Tuesday 11 May 2010

Proportional representation

One of the unexpected outcomes of last week’s Westminster election in Northern Ireland was that the result was extremely proportional. In general the first-past-the-post system does not lend itself well to proportionality, but by chance the results last week were very close to what would be achieved by a PR system – as far as the major blocks are concerned, at any rate.

  • Unionism won 50.5% of the vote, and won 50% of the seats.
  • Nationalism won 42.0% of the vote, and won 44.4% of the seats.
  • The Alliance party won 6.3% of the vote, and won 5.6% of the seats.

Within the blocks there was some proportionality too – Sinn Féin, with 60% of the nationalist vote, won 62.5% of the nationalist seats – the SDLP with 40% of the nationalist vote won 37.5% of the nationalist seats.

Only within unionism was there a distinct lack of proportionality.

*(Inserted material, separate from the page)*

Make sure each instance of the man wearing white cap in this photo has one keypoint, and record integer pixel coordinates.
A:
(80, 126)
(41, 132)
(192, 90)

The DUP, with 50% of the unionist vote, won 8 out of its 9 seats (89%). The UCUNF, with 30% of the unionist vote, won precisely nothing. The ninth unionist seat was won, of course, by Sylvia Hermon, who won 6.2% of the unionist vote – but this was concentrated in one constituency.

The lesson appears to be that chance can also lead to a proportional outcome, but will not necessarily do so.

2 comments:

Ciarán said...

This probably suggests that repartition of NI, some of the southern counties rejoining Ireland, would be quite possible... if it wasn't for the fact that doing so would probably erase any hopes of an entirely United Ireland without a complete dissolution of the UK (possible) and the tricky situation of Belfast (almost unworkable..)

Nobody is going to want a situation with the Alliance governing Belfast and it acting as some kind of joint capital, a sort of Jerusalem like proposal.

Anonymous said...

Horseman :

Many people would put the Alliance party in the unionist camp - thus making it almost 57 % of the vote for unionism.